Sharpest Earth-based images of Europa and Ganymede reveal their icy landscapes

Europa. Credit:ESO/King & Fletcher

The chemical concoction that makes up the frozen surfaces of two of Jupiter's biggest moons is revealed in the most comprehensive photographs of them yet captured by an Earth-based observatory. Planetary experts from the University of Leicester's School of Physics and Astronomy have released fresh photos of Europa and Ganymede, two potential sites for exciting new Jovian expeditions. Some of the finest views of Jupiter's moons yet obtained by a ground-based telescope, they give fresh insights into the processes determining the chemical composition of these huge moons, including geological features like Europa's lengthy rift-like linae.

Ganymede and Europa are two of Jupiter's four biggest moons, known as the Galilean moons. While Europa is roughly the size of our Moon, Ganymede is the biggest moon in the Solar System. The Leicester team, coordinated by Ph.D. student Oliver King, saw and mapped the surfaces of these two planets using the European Southern Observatory's Very Large Telescope (VLT) in Chile. The new measurements measured the quantity of sunlight reflected from the surfaces of Europa and Ganymede at various infrared wavelengths, yielding a reflectance spectrum. These reflectance spectra are examined by creating a computer model that compares each observed spectrum to spectra obtained in laboratories of various substances.

Ganymede. Credit: ESO/King & Fletcher

The photos and spectra of Europa, which were published in the Planetary Science Journal, show that the planet's crust is mostly made of frozen water ice, with non-ice elements polluting the surface. According to Oliver King of the University of Leicester School of Physics and Astronomy, they studied the distributions of several minerals on the surface, including sulfuric acid frost, which is mostly present on the side of Europa that is most heavily battered by the atmosphere around Jupiter.

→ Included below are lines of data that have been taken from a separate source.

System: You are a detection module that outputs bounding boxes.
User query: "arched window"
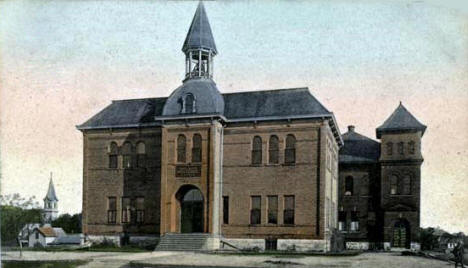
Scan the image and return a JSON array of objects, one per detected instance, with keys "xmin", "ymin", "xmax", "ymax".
[
  {"xmin": 252, "ymin": 136, "xmax": 262, "ymax": 165},
  {"xmin": 387, "ymin": 142, "xmax": 393, "ymax": 155},
  {"xmin": 268, "ymin": 135, "xmax": 279, "ymax": 164},
  {"xmin": 345, "ymin": 176, "xmax": 354, "ymax": 195},
  {"xmin": 390, "ymin": 175, "xmax": 398, "ymax": 195},
  {"xmin": 137, "ymin": 141, "xmax": 146, "ymax": 167},
  {"xmin": 402, "ymin": 174, "xmax": 411, "ymax": 195},
  {"xmin": 192, "ymin": 134, "xmax": 201, "ymax": 163},
  {"xmin": 185, "ymin": 93, "xmax": 195, "ymax": 114},
  {"xmin": 177, "ymin": 134, "xmax": 187, "ymax": 163},
  {"xmin": 182, "ymin": 189, "xmax": 203, "ymax": 202},
  {"xmin": 284, "ymin": 134, "xmax": 296, "ymax": 164},
  {"xmin": 408, "ymin": 141, "xmax": 415, "ymax": 154},
  {"xmin": 398, "ymin": 142, "xmax": 404, "ymax": 155},
  {"xmin": 122, "ymin": 141, "xmax": 132, "ymax": 168},
  {"xmin": 360, "ymin": 175, "xmax": 370, "ymax": 196},
  {"xmin": 109, "ymin": 142, "xmax": 119, "ymax": 168}
]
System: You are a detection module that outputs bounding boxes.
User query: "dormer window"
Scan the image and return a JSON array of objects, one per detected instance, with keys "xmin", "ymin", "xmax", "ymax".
[{"xmin": 180, "ymin": 93, "xmax": 195, "ymax": 114}]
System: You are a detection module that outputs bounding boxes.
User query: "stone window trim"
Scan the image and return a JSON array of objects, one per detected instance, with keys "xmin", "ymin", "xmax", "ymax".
[
  {"xmin": 107, "ymin": 196, "xmax": 117, "ymax": 224},
  {"xmin": 223, "ymin": 195, "xmax": 229, "ymax": 225},
  {"xmin": 120, "ymin": 196, "xmax": 133, "ymax": 224},
  {"xmin": 192, "ymin": 133, "xmax": 202, "ymax": 163},
  {"xmin": 135, "ymin": 196, "xmax": 145, "ymax": 224},
  {"xmin": 251, "ymin": 136, "xmax": 263, "ymax": 166},
  {"xmin": 107, "ymin": 141, "xmax": 119, "ymax": 169},
  {"xmin": 408, "ymin": 141, "xmax": 416, "ymax": 154},
  {"xmin": 179, "ymin": 93, "xmax": 197, "ymax": 114},
  {"xmin": 349, "ymin": 211, "xmax": 360, "ymax": 233},
  {"xmin": 268, "ymin": 135, "xmax": 280, "ymax": 165},
  {"xmin": 267, "ymin": 195, "xmax": 278, "ymax": 225},
  {"xmin": 284, "ymin": 134, "xmax": 297, "ymax": 165},
  {"xmin": 344, "ymin": 176, "xmax": 354, "ymax": 196},
  {"xmin": 398, "ymin": 142, "xmax": 405, "ymax": 155},
  {"xmin": 283, "ymin": 195, "xmax": 296, "ymax": 226},
  {"xmin": 385, "ymin": 142, "xmax": 393, "ymax": 155},
  {"xmin": 136, "ymin": 141, "xmax": 147, "ymax": 168},
  {"xmin": 250, "ymin": 195, "xmax": 262, "ymax": 225},
  {"xmin": 122, "ymin": 141, "xmax": 133, "ymax": 169}
]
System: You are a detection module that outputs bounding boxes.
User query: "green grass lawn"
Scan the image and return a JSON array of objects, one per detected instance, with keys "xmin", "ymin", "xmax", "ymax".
[{"xmin": 2, "ymin": 260, "xmax": 88, "ymax": 268}]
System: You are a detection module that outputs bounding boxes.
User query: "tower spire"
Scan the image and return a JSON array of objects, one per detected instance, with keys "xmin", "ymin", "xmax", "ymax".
[{"xmin": 182, "ymin": 1, "xmax": 218, "ymax": 80}]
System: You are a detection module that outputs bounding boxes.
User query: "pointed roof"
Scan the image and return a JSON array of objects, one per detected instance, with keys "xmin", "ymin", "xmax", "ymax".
[
  {"xmin": 377, "ymin": 102, "xmax": 426, "ymax": 139},
  {"xmin": 339, "ymin": 126, "xmax": 380, "ymax": 164},
  {"xmin": 44, "ymin": 176, "xmax": 58, "ymax": 201},
  {"xmin": 182, "ymin": 1, "xmax": 218, "ymax": 54}
]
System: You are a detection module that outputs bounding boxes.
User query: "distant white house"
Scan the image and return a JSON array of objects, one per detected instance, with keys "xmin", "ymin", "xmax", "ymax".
[
  {"xmin": 18, "ymin": 223, "xmax": 41, "ymax": 247},
  {"xmin": 28, "ymin": 226, "xmax": 66, "ymax": 247}
]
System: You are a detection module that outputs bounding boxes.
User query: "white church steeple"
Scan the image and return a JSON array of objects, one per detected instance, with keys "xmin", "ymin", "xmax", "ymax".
[{"xmin": 42, "ymin": 172, "xmax": 58, "ymax": 223}]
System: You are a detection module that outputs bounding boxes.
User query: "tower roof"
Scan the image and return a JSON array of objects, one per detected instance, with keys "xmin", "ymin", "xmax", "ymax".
[
  {"xmin": 182, "ymin": 1, "xmax": 218, "ymax": 54},
  {"xmin": 339, "ymin": 126, "xmax": 380, "ymax": 164},
  {"xmin": 377, "ymin": 102, "xmax": 426, "ymax": 138},
  {"xmin": 44, "ymin": 177, "xmax": 58, "ymax": 201}
]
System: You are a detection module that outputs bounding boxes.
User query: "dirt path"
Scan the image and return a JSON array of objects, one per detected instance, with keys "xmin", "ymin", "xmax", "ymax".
[{"xmin": 2, "ymin": 251, "xmax": 451, "ymax": 268}]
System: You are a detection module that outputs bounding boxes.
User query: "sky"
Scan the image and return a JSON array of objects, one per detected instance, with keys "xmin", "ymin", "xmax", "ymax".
[{"xmin": 0, "ymin": 0, "xmax": 468, "ymax": 233}]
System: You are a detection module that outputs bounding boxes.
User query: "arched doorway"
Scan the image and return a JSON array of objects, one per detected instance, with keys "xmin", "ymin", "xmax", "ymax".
[
  {"xmin": 178, "ymin": 187, "xmax": 203, "ymax": 233},
  {"xmin": 392, "ymin": 219, "xmax": 411, "ymax": 248}
]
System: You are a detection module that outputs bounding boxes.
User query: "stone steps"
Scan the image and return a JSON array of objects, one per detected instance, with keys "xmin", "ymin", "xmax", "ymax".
[{"xmin": 155, "ymin": 233, "xmax": 211, "ymax": 251}]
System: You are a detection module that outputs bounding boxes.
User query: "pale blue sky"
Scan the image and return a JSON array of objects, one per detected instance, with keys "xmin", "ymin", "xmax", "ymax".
[{"xmin": 0, "ymin": 0, "xmax": 468, "ymax": 232}]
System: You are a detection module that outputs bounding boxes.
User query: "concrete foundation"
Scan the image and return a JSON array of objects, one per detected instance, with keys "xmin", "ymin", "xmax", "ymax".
[
  {"xmin": 223, "ymin": 238, "xmax": 330, "ymax": 252},
  {"xmin": 346, "ymin": 242, "xmax": 369, "ymax": 250}
]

The modeling discovered that a range of different salts might be present on the surface, but that infrared spectroscopy alone is often incapable of identifying which precise forms of salt are there. Ganymede's findings, published in the journal JGR: Planets, demonstrate that the surface is divided into two types of terrain: youthful areas with a lot of water ice, and old areas with a lot of dark gray material whose composition is unknown.

The frozen spots (blue in the photos) include Ganymede's polar caps and craters where an impact event has revealed Ganymede's crust's new pristine ice. The researchers studied how the size of ice grains changes over Ganymede's surface, as well as the likely distributions of various salts, some of which may have originated on Ganymede itself. The Very Large Telescope, located at a high altitude in northern Chile, is one of the world's most powerful telescope facilities, with mirrors over 8 meters broad.

Oliver King adds, "This has enabled us to conduct detailed mapping of Europa and Ganymede, observing features on their surfaces smaller than 150 km across all at distances of over 600 million kilometers from Earth." Mapping at this precise scale was previously only achievable by sending spacecraft all the way to Jupiter to closely monitor the moons.

Professor Leigh Fletcher, who oversaw the VLT research, is a member of the science teams for ESA's Jupiter Icy Moons Explorer (JUICE) and NASA's Europa Clipper missions, both of which will conduct close-up explorations of Ganymede and Europa in the early 2030s. JUICE is set to launch in 2023, and scientists from the University of Leicester will play major roles in its intended research of Jupiter's atmosphere, magnetosphere, and moons.

According to Professor Fletcher, these ground-based observations whet our thirst for future investigation of Jupiter's moons.

Planetary missions must work within strict operational limits, and we simply cannot cover all of the land that we would like to, therefore difficult judgments must be made regarding which regions of the moons' surfaces merit the most attention. Observations at a size of 150 kilometers, such as those given by the VLT and, eventually, its huge replacement, the ELT (Extremely Large Telescope), aid in providing a global context for satellite observations.

Journal Information: Oliver King et al, Compositional Mapping of Europa Using MCMC Modeling of Near-IR VLT/SPHERE and Galileo/NIMS Observations, The Planetary Science Journal (2022). DOI: 10.3847/PSJ/ac596d

Oliver King et al, Global Modeling of Ganymede's Surface Composition: Near-IR Mapping from VLT/SPHERE, JGR: Planets (2022).